FAR Part 37 prescribes policies and procedures that are specific to the acquisition and management of service contracts. Service contracts include such activities as (i) maintenance, overhaul, repair, servicing rehabilitation, salvage, and modernization, (ii) routine recurring maintenance or real property (iii) housekeeping and base services, (iv) advisory and assistance services, (v) operation of Government-owned equipment, real property, and systems, and (vi) etc.
Last week, the FAR Councils modified this section by adding two new definitions and a general policy concerning uncompensated overtime. The two new definitions read:
Adjusted hourly rate (including uncompensated overtime) is the rate that results from multiplying the hourly rate for a 40-hour work week by 40, and then dividing by the proposed hours per week which includes uncompensated overtime hourrs over and above the standard 40-hour work week. For example, 45 hours proposed on a 40 hour work week basis at $20 per hour would be converted to an uncompensated overtime rate of $17.78 per hour ($20.00 * 40/45 = $17.78).

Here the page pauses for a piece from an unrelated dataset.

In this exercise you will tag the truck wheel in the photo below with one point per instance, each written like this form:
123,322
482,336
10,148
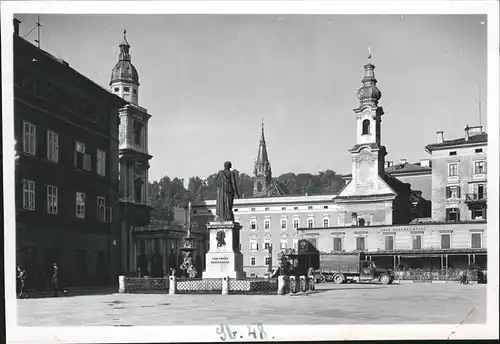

Uncompensated overtime means the hours worked without additional compensation in excess of an average of 40 hours per week by direct charge employees who are exempt from the Fair Labor Standards Act. Compensated personal absences such as holidays, vacations, and sick leave shall be included in the normal work week for purposes of computing uncompensated overtime hours.A provision (subparagraph (d)) has also been added to the General Policy at FAR 37.115-2 and reads:
Whenever there is uncompensated overtime, the adjusted hourly rate (including uncompensated overtime(, rather than the hourly rate, shall be applied to all proposed hours, whether regular or overtime hours.These changes were for the purpose of clarifying the existing regulations, not to make any changes in the policy for uncompensated overtime. But its a good reminder for contractors that they need to develop timekeeping and labor distribution systems that track and account for uncompensated overtime.